В самом деле, одной из любимых тем монашеской мистики в Средние века была тема созерцания славы Божией, которую Бог в блаженной вечности разделяет со Своими избранниками. Это окончательное и непреходящее состояние, ожиданием которого мы живем на земле, часто символически изображается в виде града Иерусалима. Как правило, его не именуют небесным, для отличия от земного; а иногда даже называют «землей живых». Важно не место, где он находится (все равно умопостигаемые образы, к которым мы его сводим, – не более чем аналогии), а жизнь, которая там царит, Божественная жизнь. Поэтому все, кто стал общниками Богу, суть граждане единой Церкви на земле и на небе. Typos, который о нем напоминает, не плотский Иерусалим с его Храмом, а духовный, о котором святой Павел говорит в Послании к Галатам; земной Иерусалим – лишь его прообраз. Есть только одно сообщество людей, приобщившихся Богу: это Церковь и она же небо, и к нему попросту относят все, что Библия говорит о Святом Граде – и в видениях пророков, и в книге Откровения.

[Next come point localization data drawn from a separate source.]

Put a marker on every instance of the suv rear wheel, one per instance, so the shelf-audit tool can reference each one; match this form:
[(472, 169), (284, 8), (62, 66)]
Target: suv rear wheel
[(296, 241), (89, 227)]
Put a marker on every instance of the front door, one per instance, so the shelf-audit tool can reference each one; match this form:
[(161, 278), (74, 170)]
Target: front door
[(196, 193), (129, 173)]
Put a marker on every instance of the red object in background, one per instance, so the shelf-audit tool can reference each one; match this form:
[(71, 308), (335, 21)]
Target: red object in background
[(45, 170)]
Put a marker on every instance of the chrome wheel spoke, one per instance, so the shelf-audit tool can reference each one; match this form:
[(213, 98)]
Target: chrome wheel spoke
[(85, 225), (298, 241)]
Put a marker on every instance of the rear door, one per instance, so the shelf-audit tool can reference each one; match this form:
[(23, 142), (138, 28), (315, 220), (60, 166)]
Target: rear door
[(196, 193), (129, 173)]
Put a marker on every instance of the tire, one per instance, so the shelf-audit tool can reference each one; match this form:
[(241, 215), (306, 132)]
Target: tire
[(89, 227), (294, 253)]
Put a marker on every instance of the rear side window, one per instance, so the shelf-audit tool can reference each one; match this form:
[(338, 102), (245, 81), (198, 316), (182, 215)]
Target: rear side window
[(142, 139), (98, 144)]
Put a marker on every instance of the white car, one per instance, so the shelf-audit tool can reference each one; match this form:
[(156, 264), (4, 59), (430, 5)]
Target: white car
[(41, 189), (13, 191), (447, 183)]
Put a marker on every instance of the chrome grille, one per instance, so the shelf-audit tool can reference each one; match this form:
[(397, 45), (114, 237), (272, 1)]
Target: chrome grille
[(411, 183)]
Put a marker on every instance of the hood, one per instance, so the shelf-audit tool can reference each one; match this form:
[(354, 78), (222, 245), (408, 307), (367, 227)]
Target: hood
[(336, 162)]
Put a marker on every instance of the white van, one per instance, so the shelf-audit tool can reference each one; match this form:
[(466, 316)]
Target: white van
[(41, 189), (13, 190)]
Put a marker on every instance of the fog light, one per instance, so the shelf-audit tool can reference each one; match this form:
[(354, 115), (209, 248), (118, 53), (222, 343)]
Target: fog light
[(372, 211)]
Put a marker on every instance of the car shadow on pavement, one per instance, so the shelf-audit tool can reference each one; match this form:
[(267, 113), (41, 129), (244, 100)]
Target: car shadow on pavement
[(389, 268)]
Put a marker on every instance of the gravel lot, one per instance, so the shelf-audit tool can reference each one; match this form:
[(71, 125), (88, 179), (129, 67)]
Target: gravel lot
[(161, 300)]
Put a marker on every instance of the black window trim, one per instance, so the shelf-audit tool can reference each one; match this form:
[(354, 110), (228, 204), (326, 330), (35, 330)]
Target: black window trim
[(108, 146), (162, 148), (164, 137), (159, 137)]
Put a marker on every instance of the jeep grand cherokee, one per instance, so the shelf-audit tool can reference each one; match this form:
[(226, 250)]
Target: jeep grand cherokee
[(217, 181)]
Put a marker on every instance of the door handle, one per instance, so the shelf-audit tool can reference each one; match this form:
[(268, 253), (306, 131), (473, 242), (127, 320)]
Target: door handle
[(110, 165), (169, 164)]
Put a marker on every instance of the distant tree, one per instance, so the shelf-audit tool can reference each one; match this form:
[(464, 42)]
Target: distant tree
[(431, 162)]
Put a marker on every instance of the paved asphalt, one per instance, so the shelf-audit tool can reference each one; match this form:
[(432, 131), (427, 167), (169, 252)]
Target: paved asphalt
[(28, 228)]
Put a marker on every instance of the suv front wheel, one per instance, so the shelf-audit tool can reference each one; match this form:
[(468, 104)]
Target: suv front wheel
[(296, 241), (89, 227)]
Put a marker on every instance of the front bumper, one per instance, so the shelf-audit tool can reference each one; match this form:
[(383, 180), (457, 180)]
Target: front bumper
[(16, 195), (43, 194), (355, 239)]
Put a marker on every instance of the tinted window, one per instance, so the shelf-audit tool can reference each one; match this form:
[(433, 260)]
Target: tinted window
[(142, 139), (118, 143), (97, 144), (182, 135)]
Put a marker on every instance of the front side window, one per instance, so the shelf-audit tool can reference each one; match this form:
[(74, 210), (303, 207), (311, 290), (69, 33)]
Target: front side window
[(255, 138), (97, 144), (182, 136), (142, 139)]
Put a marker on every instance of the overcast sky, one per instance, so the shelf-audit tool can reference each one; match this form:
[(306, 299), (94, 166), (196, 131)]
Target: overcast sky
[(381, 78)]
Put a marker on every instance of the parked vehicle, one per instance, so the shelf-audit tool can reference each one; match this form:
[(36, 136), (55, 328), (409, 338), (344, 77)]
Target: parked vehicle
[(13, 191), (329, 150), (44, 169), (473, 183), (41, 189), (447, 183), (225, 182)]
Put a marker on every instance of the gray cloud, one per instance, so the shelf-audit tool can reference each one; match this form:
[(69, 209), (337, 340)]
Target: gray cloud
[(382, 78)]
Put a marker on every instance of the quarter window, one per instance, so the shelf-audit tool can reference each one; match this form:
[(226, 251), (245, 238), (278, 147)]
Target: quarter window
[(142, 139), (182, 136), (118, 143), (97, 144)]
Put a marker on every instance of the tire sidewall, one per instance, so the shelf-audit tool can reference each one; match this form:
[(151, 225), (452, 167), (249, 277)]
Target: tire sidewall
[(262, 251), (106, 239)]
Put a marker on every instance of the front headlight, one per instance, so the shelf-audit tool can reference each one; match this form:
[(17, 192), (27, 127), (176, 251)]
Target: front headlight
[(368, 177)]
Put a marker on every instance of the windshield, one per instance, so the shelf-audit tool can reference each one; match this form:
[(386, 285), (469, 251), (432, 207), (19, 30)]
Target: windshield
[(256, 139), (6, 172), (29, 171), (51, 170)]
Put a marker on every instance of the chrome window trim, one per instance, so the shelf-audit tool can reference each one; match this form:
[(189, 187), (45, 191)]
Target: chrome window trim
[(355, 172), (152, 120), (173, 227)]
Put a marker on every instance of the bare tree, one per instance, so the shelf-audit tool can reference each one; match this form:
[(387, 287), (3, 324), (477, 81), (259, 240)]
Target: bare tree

С темой Иерусалима часто связана тема Храма и Скинии. Многие авторы от святого Беды до Петра Селлы обращались к этим символам присутствия Бога и вечной жизни в Его обителях148.
Вышний Иерусалим – цель, к которой стремится монах. Он восходит к нему с помощью всех образов, которые напоминают – и совершают – восхождение, а это рождает целый ряд новых тем. Прежде всего, тему Вознесения Христа. Именно об этой тайне святой Бернард оставил больше всего проповедей и бесед – даже больше, чем о Страстях Господних149. Монах оставляет мир. Он отрешается от него, как всякий христианин, но, благодаря своему особому призванию, еще и удаляется от него в уединение, часто в горы, чтобы совершеннее исполнять совет, который Церковь дает всем верным в праздник Вознесения: «да жительствуем в вышних» – in caelestibus habitemus. Когда Господь исчез из вида Апостолов в облаке славы, они не отрывали взора от неба, и им явились два ангела, возвестившие, что они больше не увидят Его, доколе Он не возвратится вновь. Вскоре для них наступает время отправиться в путь, чтобы по всей земле сеять семена Евангелия и созидать Церковь. Но призвание монахов – по-прежнему неустанно глядеть на небо. Они знают, что не увидят Господа, что будут жить лишь верой, и все же продолжают свое дело. Их крест – в том, чтобы любить, не видя, всегда неотрывно глядеть, не отвлекаясь ни на что, кроме Бога, незримого и присутствующего рядом. Их свидетельство миру – в том, чтобы самим своим существованием указывать, к чему должно быть приковано внимание человека; в том, чтобы своей молитвой и тоской по Богу приближать наступление Царства Небесного.